In the meantime, Gerry's trigger finger was so itchy that he pleaded for some anti-war callers for target practice. He let one on the air, and Susie struggled to make some points about addressing the Middle-East context for this conflict and finding alternatives to bombing. As she edged close to some telling arguments, Gerry couldn't take it any more.
You can't talk to the Taliban, he cried. "Susie, they hate you." In case she hadn't got his point, and to make sure she couldn't make hers, Gerry talked across her: "Susie, they hate you. Susie, they hate you. Susie, they hate you . . ."
The monotonous subject of the Taliban's antipathy to Susie - who by this stage must have been wondering when Gerry was going to slip an "I" in place of "they" - took Gerry up to the news headlines. But he magnanimously let her back on after the hour, when he allowed two more callers to have a go at her. After another 10 minutes of lopsided argument, Gerry wrapped up proceedings with a paean to the wonders of a democracy like ours, where open and vigorous debate thrives on the airwaves.

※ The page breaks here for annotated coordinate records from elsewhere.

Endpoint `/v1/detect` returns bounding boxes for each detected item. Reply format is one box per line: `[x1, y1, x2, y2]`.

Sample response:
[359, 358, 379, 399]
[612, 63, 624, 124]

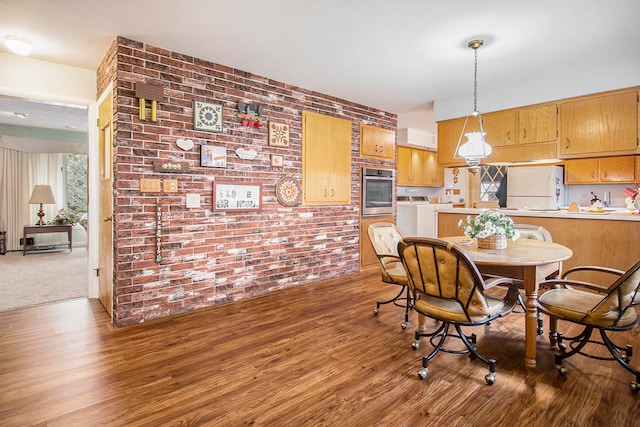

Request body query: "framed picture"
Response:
[269, 121, 289, 147]
[213, 181, 262, 211]
[200, 145, 227, 168]
[271, 154, 284, 168]
[193, 101, 222, 132]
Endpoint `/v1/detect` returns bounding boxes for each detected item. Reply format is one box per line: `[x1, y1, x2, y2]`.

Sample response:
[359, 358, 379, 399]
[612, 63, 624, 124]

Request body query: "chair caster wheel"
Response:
[418, 368, 427, 380]
[484, 372, 496, 385]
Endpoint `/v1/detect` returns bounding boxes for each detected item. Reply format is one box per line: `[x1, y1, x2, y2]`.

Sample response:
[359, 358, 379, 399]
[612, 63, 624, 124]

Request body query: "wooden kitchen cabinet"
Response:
[360, 124, 396, 160]
[396, 147, 444, 187]
[302, 111, 351, 205]
[560, 90, 638, 157]
[564, 156, 640, 184]
[517, 104, 558, 144]
[482, 110, 517, 147]
[438, 104, 557, 166]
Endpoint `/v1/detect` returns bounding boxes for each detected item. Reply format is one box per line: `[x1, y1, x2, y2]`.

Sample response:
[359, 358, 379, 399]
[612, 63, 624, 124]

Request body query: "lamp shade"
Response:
[458, 132, 492, 166]
[4, 35, 31, 56]
[29, 185, 56, 205]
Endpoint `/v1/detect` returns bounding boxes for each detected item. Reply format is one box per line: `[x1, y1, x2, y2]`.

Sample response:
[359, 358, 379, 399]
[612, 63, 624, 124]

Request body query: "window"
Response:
[480, 166, 507, 202]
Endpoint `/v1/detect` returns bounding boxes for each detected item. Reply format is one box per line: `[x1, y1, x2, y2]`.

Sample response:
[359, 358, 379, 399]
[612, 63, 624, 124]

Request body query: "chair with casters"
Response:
[515, 224, 560, 335]
[537, 260, 640, 393]
[398, 237, 518, 385]
[367, 222, 411, 329]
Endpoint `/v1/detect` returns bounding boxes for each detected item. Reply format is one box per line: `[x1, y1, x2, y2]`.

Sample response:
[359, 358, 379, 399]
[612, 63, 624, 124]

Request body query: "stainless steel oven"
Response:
[362, 168, 396, 216]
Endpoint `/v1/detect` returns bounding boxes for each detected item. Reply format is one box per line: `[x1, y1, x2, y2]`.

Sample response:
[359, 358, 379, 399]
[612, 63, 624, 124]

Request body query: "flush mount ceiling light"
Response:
[4, 35, 31, 56]
[454, 40, 491, 174]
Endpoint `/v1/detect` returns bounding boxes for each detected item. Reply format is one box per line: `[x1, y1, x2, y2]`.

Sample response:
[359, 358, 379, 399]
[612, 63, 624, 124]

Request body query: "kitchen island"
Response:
[438, 208, 640, 283]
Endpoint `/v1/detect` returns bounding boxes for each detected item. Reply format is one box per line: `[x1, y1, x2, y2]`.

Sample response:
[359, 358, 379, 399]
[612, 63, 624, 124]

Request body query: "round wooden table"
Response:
[440, 236, 573, 369]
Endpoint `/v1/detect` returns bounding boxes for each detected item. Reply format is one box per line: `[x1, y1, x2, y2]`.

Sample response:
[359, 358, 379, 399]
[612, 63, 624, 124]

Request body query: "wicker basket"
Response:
[478, 236, 507, 249]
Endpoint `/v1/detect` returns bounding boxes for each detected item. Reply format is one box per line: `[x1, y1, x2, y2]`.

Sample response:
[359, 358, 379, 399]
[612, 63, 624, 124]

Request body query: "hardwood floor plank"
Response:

Gerry, me boy, if you think that's democracy, there was a mayoral election in New York this week that I think you'll enjoy hearing about. There's this guy Mike Bloomberg, see, who made a bomb (sorry, Gerry, just an expression this time) by cornering the market, as it were, on computerised bond-trading data. That was nice, but Mike liked his own name a lot, so he decided to set up a vanity media conglomerate so he could hear his name all the time on the radio and see it on TV. That got old, too, and Mike told friends he wanted a new title to go in front of his name, picked from the following: US president, UN secretary-general, World Bank president or New York mayor.
Mike's budget, for the moment, only ran to mayor. But what a budget. He ploughed millions of his company's dollars into advertising his radio station, which just happened to mean plastering New York with his name. Then he decided to bypass the city's election-finance laws entirely and put at least $60 million of his personal fortune (chump-change to Mike) directly into his campaign, so his name was all over every radio and TV station, not just his own. He outspent his rival several times over, and slickly and viciously to boot. As a result, the most desperately in-need city in the Western world now has a mayor it doesn't know, who has never spent a minute in public service, whose life is one long tribute to his devotion to Mike Bloomberg.
Go on, Gerry. Talk to Mike. He'll like your style.